Come un mantra ripeto ad ogni occasione che non ho votato Lega e che ho avuto solo due caporali e due capitani che ho stimato nel mio percorso culturale e politico.
Per cui, quel circo di isteriche dichiarazioni, di messinscene mediatiche e di vergognose ritrattazioni al quale abbiamo assistito negli ultimi giorni dell’agonia parlamentare, e che fanno parte del gioco truccato della democrazia rappresentativa, mi hanno procurato un distaccato ribrezzo. Se poi ci mettiamo pure il capestro ricattatorio della gang europeista, il disgusto è completo.
Detto ciò, non ho mai sopportato né i servili de ‘il capo è uno statista’, né i rancorosi de ‘il capo è un cretino’: entrambe le posizioni nascondono due bassezze complementari, la venerazione e l’invidia.
Fuori di ogni metafora parliamo di Salvini. Se dovessimo elencare gli errori dovremmo organizzare gli articoli in fascicoli. Improponibile. Ma alcuni meritano di essere focalizzati. La totale mancanza di stile è il primo. Si è sempre comportato come se fosse in campagna elettorale, in pose e situazioni non confacenti alla funzione istituzionale.
Il secondo è ampliabile alla gran parte dei suoi sostenitori: troppo sulla difensiva, sul tono giustificazionista, sull’espressività emotiva e sentimentale.
Il terzo riguarda l’apparato: a parte alcuni personaggi a me noti, troppi peones, incompetenti, arruffoni e pressapochisti, più propensi ai selfie che a programmare, a studiare e a incidere sulle specifiche realtà.
Complessivamente, la Lega ha manifestato la fragilità di cui si è già parlato: alla scarsezza dottrinaria di pensiero e di teoria ha tentato di sopperire con giravolte ideologiche e attivismo convulsivo.

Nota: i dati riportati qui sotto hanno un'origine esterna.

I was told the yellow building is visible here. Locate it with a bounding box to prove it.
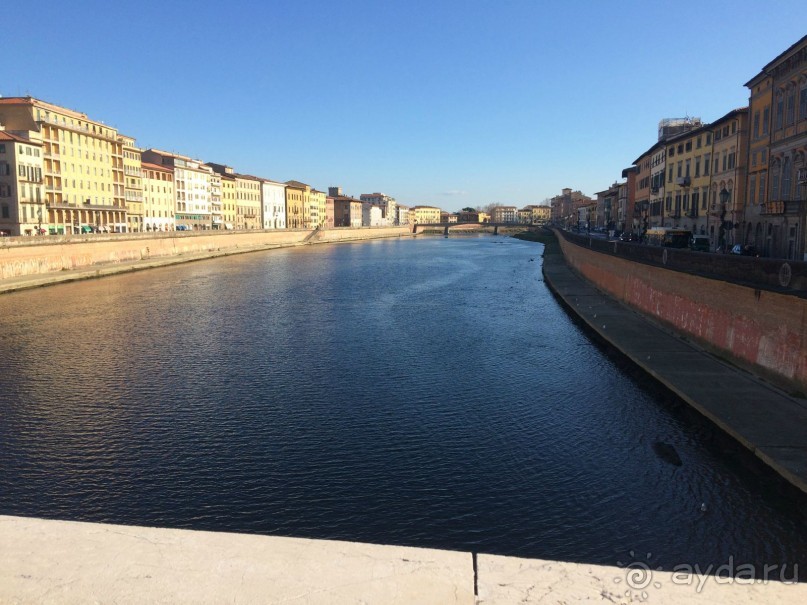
[141,161,175,231]
[219,172,237,228]
[235,174,261,230]
[663,124,713,235]
[120,135,143,232]
[285,181,310,229]
[0,129,45,236]
[310,189,326,228]
[0,97,126,233]
[409,205,442,224]
[709,108,749,251]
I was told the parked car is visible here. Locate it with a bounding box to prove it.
[619,231,639,242]
[730,244,759,257]
[689,235,710,252]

Le conseguenze sono davanti agli occhi di tutti. Concludo, però, con una considerazione: chi si lamenta e accusa il destino del suo fallimento non merita di vincere. Se questo non accadrà, se si eviterà la condizione del piagnisteo, questa catastrofe, intesa etimologicamente come ribaltamento, rovesciamento potrebbe essere il preludio di una vittoria totale.
Riuscirà Salvini e i suoi sodali a fare tesoro degli errori? Avranno il coraggio, la spregiudicatezza di ripulire gli organigrammi e di riorganizzare i quadri? Saranno tanto astuti e determinati da spingere – per usare una metafora di Nietzsche – ciò che è già nato barcollante?
Ha scritto Hölderlin: <Là dove c’è il pericolo cresce anche ciò che salva>. O la Lega e Salvini comprendo questo, oppure possono preparare un ridotto in Padania, tanto per rievocare un evento storico di più grande e aristocratica portata.